Yesterday it rained. On my way home from work, I happened to see my ex-wife standing at the bus stop, so I offered to drive her home.

I first met my ex-wife back in high school. After the university entrance exams, I got into a university in the North, while she studied at a university in the South. Because of the long distance, we gradually lost touch during those four years, only exchanging a few messages now and then.

After graduation, both of us returned to our hometown to work. Coincidentally, her company and mine were in the same building, just on different floors. That’s how we kept running into each other. Over time, feelings blossomed, and without realizing it, we went from being friends to lovers.

After two years of dating, we decided to get married. At that time, everyone admired us, saying we were a beautiful and happy couple.

Our married life was indeed peaceful and full of love. However, three years went by without us having a child. My family began to worry. My mother advised us to get checked. The results left us devastated—my wife could not have children.

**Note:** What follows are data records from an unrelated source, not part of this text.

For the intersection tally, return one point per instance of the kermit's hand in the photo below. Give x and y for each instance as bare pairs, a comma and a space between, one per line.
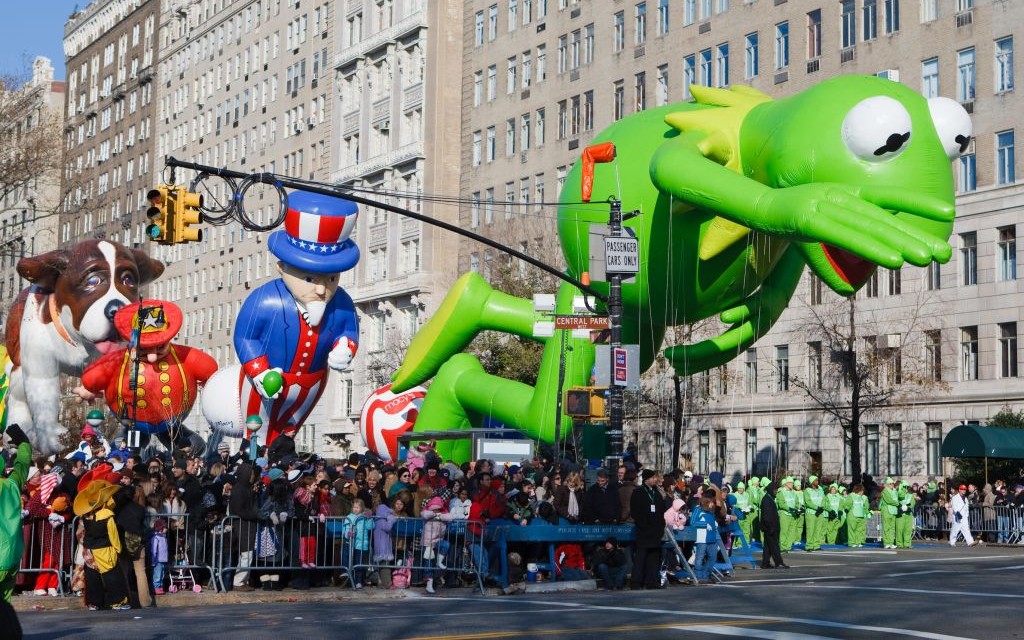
858, 219
748, 321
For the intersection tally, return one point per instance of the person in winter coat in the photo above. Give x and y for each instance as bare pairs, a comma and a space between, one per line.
11, 542
159, 555
243, 505
647, 507
769, 523
609, 564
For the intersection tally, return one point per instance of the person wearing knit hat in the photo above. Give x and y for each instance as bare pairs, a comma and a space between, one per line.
889, 508
814, 498
905, 516
647, 508
785, 500
857, 510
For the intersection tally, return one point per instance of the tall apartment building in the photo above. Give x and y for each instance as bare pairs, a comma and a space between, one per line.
397, 127
33, 118
543, 77
112, 51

Although my mother was kind and even suggested we adopt, my wife could not overcome her feelings of shame. She lived with guilt, constantly thinking she had let me and my family down. In the end, she insisted on a divorce, ending our three-year marriage simply because she felt unworthy of me.

I was heartbroken but respected her decision. After the divorce, I buried myself in work. Time flew by—five years passed in the blink of an eye. I now had a stable job, a small house, and a life that, to outsiders, looked complete.

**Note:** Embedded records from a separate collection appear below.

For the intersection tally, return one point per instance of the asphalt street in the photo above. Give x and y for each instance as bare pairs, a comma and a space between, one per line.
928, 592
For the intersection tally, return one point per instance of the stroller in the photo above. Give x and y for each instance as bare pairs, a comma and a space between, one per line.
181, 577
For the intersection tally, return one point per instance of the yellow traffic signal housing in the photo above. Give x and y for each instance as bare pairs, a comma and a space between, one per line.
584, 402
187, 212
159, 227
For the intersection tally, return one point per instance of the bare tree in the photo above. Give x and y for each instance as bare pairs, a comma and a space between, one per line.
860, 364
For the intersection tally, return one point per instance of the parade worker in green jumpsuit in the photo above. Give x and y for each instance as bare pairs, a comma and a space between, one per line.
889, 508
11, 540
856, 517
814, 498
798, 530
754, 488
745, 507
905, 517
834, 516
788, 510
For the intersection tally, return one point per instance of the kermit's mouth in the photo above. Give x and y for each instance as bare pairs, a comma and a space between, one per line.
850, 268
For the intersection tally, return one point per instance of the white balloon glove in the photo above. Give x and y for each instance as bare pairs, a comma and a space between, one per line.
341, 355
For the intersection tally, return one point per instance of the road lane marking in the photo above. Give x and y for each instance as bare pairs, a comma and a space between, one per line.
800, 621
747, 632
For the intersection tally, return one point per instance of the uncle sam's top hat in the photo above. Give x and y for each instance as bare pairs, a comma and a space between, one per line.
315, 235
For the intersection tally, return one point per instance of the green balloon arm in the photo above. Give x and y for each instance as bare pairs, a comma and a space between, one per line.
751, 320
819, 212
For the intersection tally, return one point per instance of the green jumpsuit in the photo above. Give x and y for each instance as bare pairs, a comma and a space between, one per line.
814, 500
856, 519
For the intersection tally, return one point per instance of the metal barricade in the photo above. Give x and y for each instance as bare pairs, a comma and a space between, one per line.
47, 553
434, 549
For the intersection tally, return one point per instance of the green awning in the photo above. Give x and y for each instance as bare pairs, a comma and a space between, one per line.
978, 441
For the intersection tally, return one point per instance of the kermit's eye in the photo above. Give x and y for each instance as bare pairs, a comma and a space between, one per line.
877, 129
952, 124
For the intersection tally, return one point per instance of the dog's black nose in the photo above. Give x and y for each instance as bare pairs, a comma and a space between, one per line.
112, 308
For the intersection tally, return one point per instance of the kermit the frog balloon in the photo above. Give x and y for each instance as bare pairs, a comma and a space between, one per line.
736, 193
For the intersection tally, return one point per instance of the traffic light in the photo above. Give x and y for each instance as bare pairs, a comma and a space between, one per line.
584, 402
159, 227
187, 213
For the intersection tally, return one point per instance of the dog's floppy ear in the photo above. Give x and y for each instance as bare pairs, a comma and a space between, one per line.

Until yesterday, when a heavy rainy day changed everything.

On my way home, it suddenly poured. As I stopped at a red light near a bus stop, I noticed a familiar figure sheltering under the roof. My heart clenched—it was my ex-wife, the woman I once loved more than anything.

Without thinking, I pulled over, got out, and called her name. She looked surprised, then gave a faint smile and awkwardly stepped into my car. I drove her home. But when we arrived, I was stunned.

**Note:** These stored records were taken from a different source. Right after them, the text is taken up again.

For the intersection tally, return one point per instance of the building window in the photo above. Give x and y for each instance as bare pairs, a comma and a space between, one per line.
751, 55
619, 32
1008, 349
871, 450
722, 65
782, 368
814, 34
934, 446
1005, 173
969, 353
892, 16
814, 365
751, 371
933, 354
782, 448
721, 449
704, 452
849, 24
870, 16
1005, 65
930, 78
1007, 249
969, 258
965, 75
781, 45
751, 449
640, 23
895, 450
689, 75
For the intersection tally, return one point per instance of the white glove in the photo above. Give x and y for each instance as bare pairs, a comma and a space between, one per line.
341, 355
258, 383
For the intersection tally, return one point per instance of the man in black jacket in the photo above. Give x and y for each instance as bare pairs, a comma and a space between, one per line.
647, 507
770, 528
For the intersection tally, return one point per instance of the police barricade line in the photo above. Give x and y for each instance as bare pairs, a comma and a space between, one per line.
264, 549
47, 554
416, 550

She was living in a run-down old apartment block, probably over 20 years old, with peeling walls and dark stairways. Her flat was damp and gloomy, with broken windows patched up by wooden boards. My heart tightened at the sight of her hardship.

But what brought tears to my eyes was when I entered her bedroom and saw our wedding photo from years ago hanging above her bed. I had thought she must have thrown it away long ago. Yet for five years, she had kept it in the most honored place.

I asked her:

“Why do you still keep this photo?”

She only gave a sad smile:

“Not because I’m still hoping… just that I couldn’t bring myself to throw it away.”

On the way home, my heart was in turmoil. How had she been living all these years? Why was she struggling alone like this? I began to think about remarriage—not out of responsibility, not out of pity, but because I realized my feelings for her had never truly faded.

I want her to have a better life. I want to take care of her for the rest of my days. Even without children, even if we face gossip and criticism, I no longer care.